Gabe Delahaye | May 9, 2012 - 9:30 am

Yesterday, it was reported that John Travolta was being sued by a male masseuse for grabbing the man’s penis and then masturbating in front of him. (Oh, and GOOD MORNING, by the way.) Travolta is denying the accusations, claiming that he was in New York the whole time, which, fair enough, your honor, but also haha, your honor. And now, today, he is being sued by another male masseuse for a pretty similar “crime” (now that we’re talking about it, I’m starting to wonder what is actually illegal about this whole thing. Gross and sad and lame, yes, but maybe not illegal?) and to complicate things the new masseuse is represented by the same attorney as the old masseuse, which either makes their case weaker or stronger, I’M NOT SURE. Right? Like, it could really go either way! On the one hand, it feels a little suspicious and a little opportunistic, and on the other hand, patterns are formed and each accusation lends credence to the other. But most importantly, the new masseuse has a VERY GRAPHIC DESCRIPTION of what seems to be THE PROBLEM. This is a kind of NSFW description so EARMUFFS! But for your EYES! From the HuffingtonPost:

“[Travolta had] a strange demeanor, bloodshot eyes and climbed onto the already setup massage table…Travolta removed the entire sheet from his body, and he claimed the sheets were sticky and could not tolerate the heat…Travolta further indicated that he likes a lot of ‘Glutes’ work meaning a massage on his buttocks…While [the plaintiff] was massaging near Travolta’s buttocks area, Travolta would open his legs and spread his butt cheeks open and had a full erection and would maneuver in a way to try to force Doe Plaintiff No. 2 to touch his anus and around his anus.”

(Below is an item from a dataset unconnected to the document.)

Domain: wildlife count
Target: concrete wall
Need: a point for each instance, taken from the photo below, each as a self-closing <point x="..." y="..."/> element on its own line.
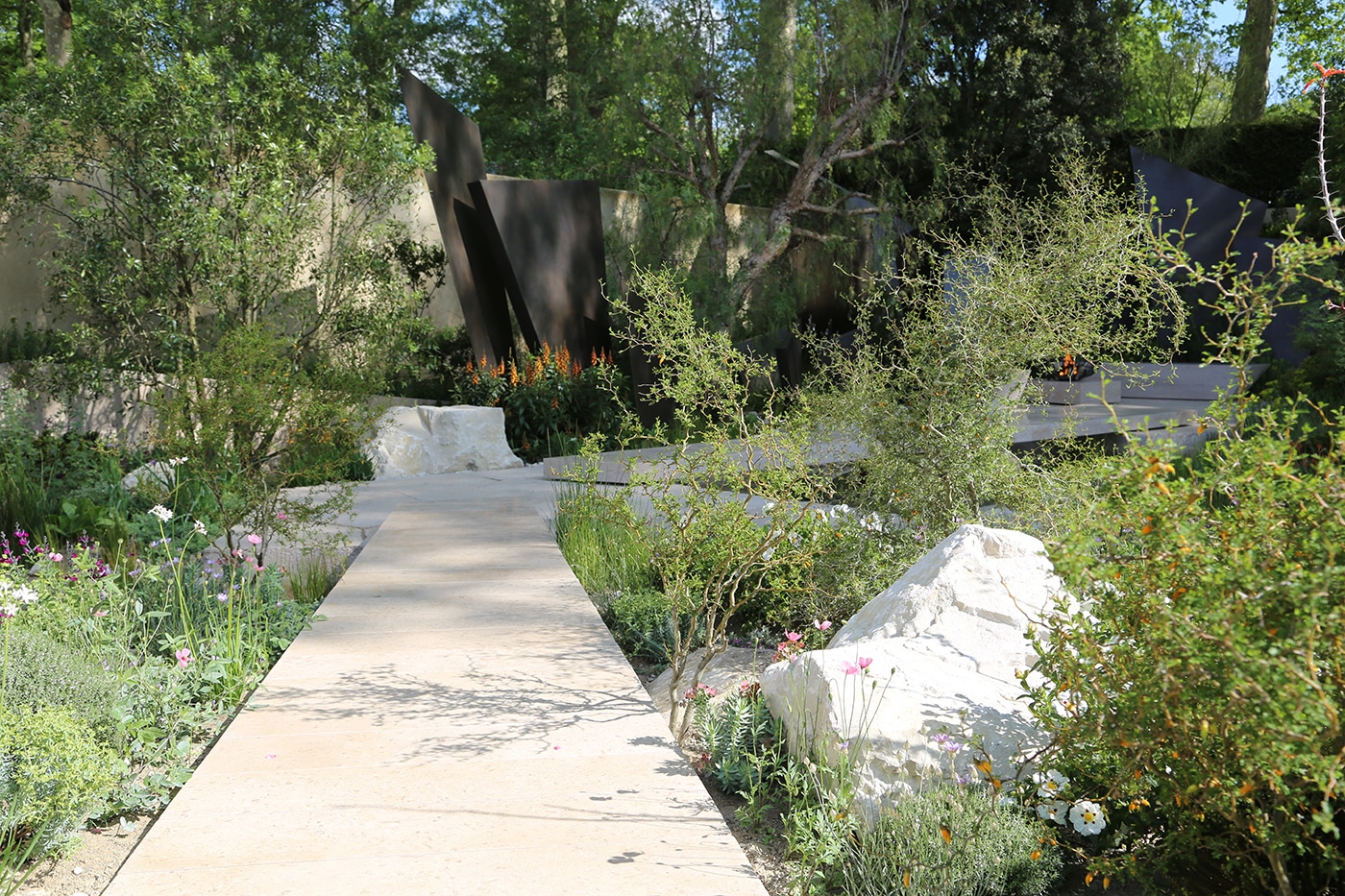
<point x="24" y="242"/>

Travolta suddenly turned on his stomach with his legs wide open with a full erection. He then tried to force Doe Plaintiff No. 2’s hand on Travolta’s scrotum. Then, Travolta started to grab, rub and caress Doe Plaintiff no. 2’s upper thighs and buttocks….Travolta still had an erection and wanted his abdominals done, but Travolta’s erection was in the way and he refused to have his penis covered by a sheet of a pillow case cover.”

Haha. That sounds about right. “These sheets are too sticky!” Classic Travolta. And I’m not even sure why the part about him pulling his butthole open is mentioned in the case. He was getting a massage wasn’t he? What was he supposed to do with his butthole?! HEY! STOP TORTURING THE MAN, NORTH CAROLINA! (That’s kind of an easy way to segue into a discussion of last night’s disappointing and morally unacceptable vote in North Carolina to create a constitutional amendment banning gay marriage, but also hey, FUCK THEM! What a hateful, backwards thing to do. It’s just another vote that’s going to have to be repealed in the slow march of progress, but it stands as a black mark on the history of humankind that we’re going to have a real tough time explaining to future generations. Why couldn’t gay people get married even though they loved each other? And why is the Earth covered in water? Shut up, Junior. Eat your hoverpeas.) Really, though, it is the same overarching bigoted tone of our dumb society that leads to things like North Carolina and the self-destructive, legally impactful, sexually wanton behavior of possibly closeted celebrities and/or non-celebrities who feel that they cannot lead the lives that they would like to lead. Who cares who touches whose dick when the towels get too hot? GET A LIFE, JEWS.